Resolving Schema Conflicts in Apollo Federation
As distributed API ecosystems scale, engineering teams repeatedly hit overlapping type definitions, field signature mismatches, and contested ownership during supergraph composition — and unlike a monolith, there is no single schema author to arbitrate. The cost is concrete: a single nullability drift or a duplicated @key blocks every subgraph deploy behind it, because composition is all-or-nothing. This guide sits under GraphQL Federation Architecture & Design and turns abstract conflict classes into a repeatable diagnostic and remediation workflow, covering ownership directives, field-migration patterns, and the router-level configuration that keeps composition green without sacrificing query-plan efficiency.

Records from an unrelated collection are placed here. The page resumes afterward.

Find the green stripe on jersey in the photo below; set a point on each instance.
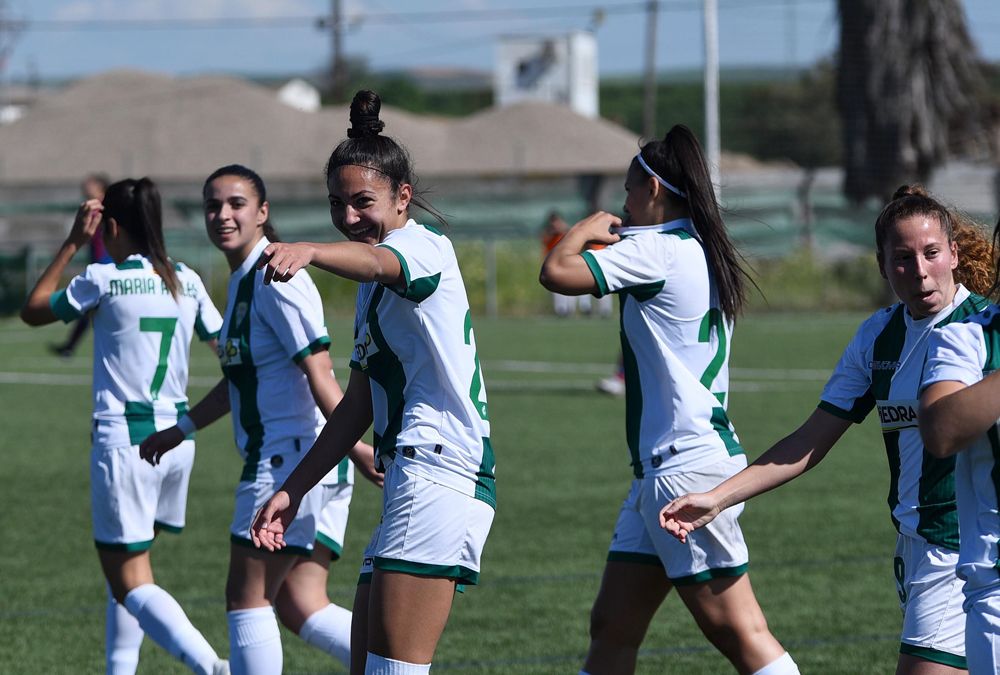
(316, 346)
(59, 303)
(486, 482)
(595, 269)
(243, 376)
(386, 369)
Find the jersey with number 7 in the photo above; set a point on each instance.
(142, 337)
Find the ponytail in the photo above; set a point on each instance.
(679, 160)
(135, 205)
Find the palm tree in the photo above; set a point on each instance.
(908, 88)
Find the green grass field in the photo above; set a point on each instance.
(820, 547)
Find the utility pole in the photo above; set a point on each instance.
(712, 143)
(337, 66)
(649, 90)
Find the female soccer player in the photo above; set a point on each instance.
(278, 382)
(931, 261)
(146, 309)
(417, 375)
(680, 286)
(959, 409)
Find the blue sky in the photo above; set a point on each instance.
(752, 32)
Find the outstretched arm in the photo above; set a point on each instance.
(349, 259)
(36, 310)
(564, 270)
(952, 415)
(789, 458)
(214, 405)
(326, 392)
(347, 422)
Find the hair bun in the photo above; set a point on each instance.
(364, 115)
(912, 190)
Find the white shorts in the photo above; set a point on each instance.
(271, 472)
(332, 521)
(982, 636)
(427, 529)
(716, 550)
(930, 595)
(130, 499)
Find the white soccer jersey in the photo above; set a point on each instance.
(675, 345)
(267, 331)
(142, 337)
(966, 351)
(418, 349)
(881, 368)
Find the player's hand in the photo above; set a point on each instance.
(363, 456)
(686, 514)
(88, 219)
(280, 261)
(155, 446)
(272, 521)
(597, 228)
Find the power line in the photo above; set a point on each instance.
(411, 17)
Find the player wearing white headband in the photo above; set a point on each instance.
(680, 285)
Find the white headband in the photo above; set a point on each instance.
(655, 175)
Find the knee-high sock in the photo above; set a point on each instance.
(379, 665)
(329, 629)
(254, 642)
(783, 665)
(122, 639)
(165, 622)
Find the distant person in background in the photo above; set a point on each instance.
(146, 309)
(935, 263)
(93, 187)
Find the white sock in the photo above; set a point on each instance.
(254, 641)
(329, 629)
(783, 665)
(122, 639)
(379, 665)
(165, 622)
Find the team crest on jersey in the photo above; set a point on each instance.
(364, 346)
(229, 352)
(240, 313)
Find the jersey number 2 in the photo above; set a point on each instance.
(165, 327)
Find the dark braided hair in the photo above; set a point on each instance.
(678, 159)
(136, 207)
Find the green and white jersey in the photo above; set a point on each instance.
(967, 351)
(675, 345)
(142, 338)
(881, 369)
(418, 349)
(268, 330)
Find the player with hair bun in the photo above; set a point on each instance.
(416, 377)
(680, 286)
(146, 309)
(279, 384)
(939, 264)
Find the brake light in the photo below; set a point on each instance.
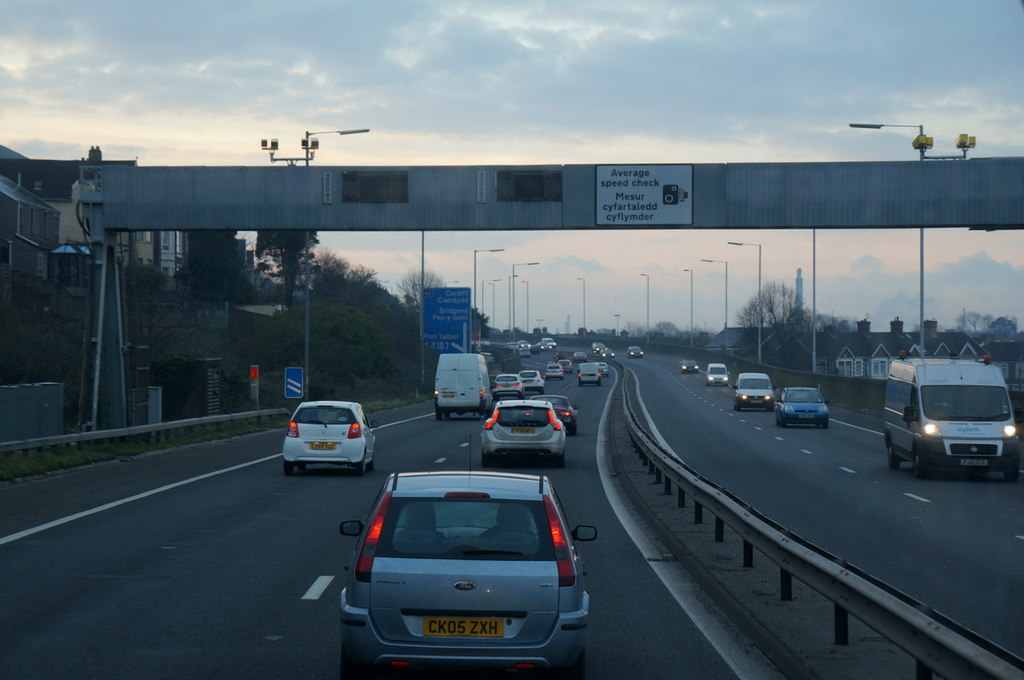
(365, 563)
(566, 574)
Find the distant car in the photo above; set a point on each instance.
(716, 374)
(564, 409)
(331, 433)
(523, 427)
(554, 372)
(754, 390)
(474, 570)
(801, 406)
(589, 373)
(507, 385)
(531, 381)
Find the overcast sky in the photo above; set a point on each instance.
(545, 82)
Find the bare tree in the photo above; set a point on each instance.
(778, 302)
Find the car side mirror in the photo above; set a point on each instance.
(585, 533)
(350, 527)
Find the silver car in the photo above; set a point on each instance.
(520, 428)
(465, 570)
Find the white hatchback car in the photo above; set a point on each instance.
(527, 427)
(331, 433)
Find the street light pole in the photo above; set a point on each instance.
(309, 147)
(761, 316)
(512, 286)
(584, 305)
(647, 277)
(474, 303)
(726, 289)
(923, 142)
(691, 305)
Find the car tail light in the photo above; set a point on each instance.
(365, 564)
(566, 572)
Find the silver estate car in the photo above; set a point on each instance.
(465, 570)
(523, 427)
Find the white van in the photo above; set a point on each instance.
(716, 374)
(754, 390)
(461, 385)
(946, 414)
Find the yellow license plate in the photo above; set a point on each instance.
(464, 627)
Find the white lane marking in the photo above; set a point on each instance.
(138, 497)
(676, 582)
(317, 588)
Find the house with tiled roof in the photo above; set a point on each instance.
(862, 352)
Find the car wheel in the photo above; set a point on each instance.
(919, 467)
(891, 457)
(352, 671)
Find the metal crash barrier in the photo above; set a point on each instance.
(938, 644)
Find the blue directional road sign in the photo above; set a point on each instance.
(293, 382)
(445, 320)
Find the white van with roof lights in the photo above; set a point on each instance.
(948, 414)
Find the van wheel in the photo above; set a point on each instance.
(919, 467)
(891, 457)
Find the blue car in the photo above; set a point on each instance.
(801, 406)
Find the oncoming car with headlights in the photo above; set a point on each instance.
(465, 570)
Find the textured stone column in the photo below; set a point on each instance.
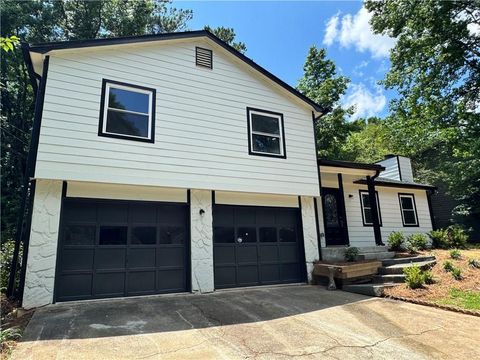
(202, 240)
(42, 252)
(309, 233)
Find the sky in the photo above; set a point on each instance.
(278, 35)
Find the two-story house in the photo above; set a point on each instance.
(173, 163)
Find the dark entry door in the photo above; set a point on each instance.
(257, 246)
(334, 217)
(121, 248)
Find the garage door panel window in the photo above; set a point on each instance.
(224, 234)
(113, 235)
(408, 209)
(80, 235)
(268, 234)
(266, 134)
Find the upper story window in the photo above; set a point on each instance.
(266, 136)
(408, 209)
(367, 208)
(127, 111)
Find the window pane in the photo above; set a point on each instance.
(224, 234)
(409, 217)
(172, 235)
(80, 235)
(288, 234)
(113, 235)
(128, 100)
(407, 203)
(247, 234)
(265, 124)
(127, 124)
(268, 234)
(368, 216)
(144, 235)
(267, 144)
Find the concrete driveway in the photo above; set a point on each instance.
(261, 323)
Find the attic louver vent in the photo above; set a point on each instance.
(204, 57)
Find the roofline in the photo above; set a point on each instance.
(62, 45)
(350, 164)
(398, 185)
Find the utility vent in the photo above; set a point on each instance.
(204, 57)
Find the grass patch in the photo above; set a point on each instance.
(464, 299)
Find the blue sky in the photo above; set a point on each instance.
(278, 35)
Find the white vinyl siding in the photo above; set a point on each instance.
(201, 138)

Two focused walkthroughs build on the material here: when to use schema stitching versus Apollo Federation for teams still choosing a composition model, and resolving field type mismatch composition errors for the single most common hard failure. Read those after you understand the conflict taxonomy below.
Prerequisites
Before working through the conflict-resolution patterns on this page, confirm the following are in place:
Concept Deep-Dive: The Conflict Taxonomy
The Apollo Federation composition engine enforces strict schema validation: it merges every subgraph SDL into one supergraph and rejects any merge it cannot prove is consistent. When rover supergraph compose fails, the output maps each conflict to the specific subgraph SDL and field that caused it. Almost every composition conflict falls into one of four families.
Type-shape conflicts. Two subgraphs define the same field on a shared type with incompatible signatures — String! versus String, Int versus Float, or divergent argument lists. Federation performs no coercion: the field types must match exactly for a shared field, or one subgraph must own the field outright. This family is covered end to end in resolving field type mismatch composition errors.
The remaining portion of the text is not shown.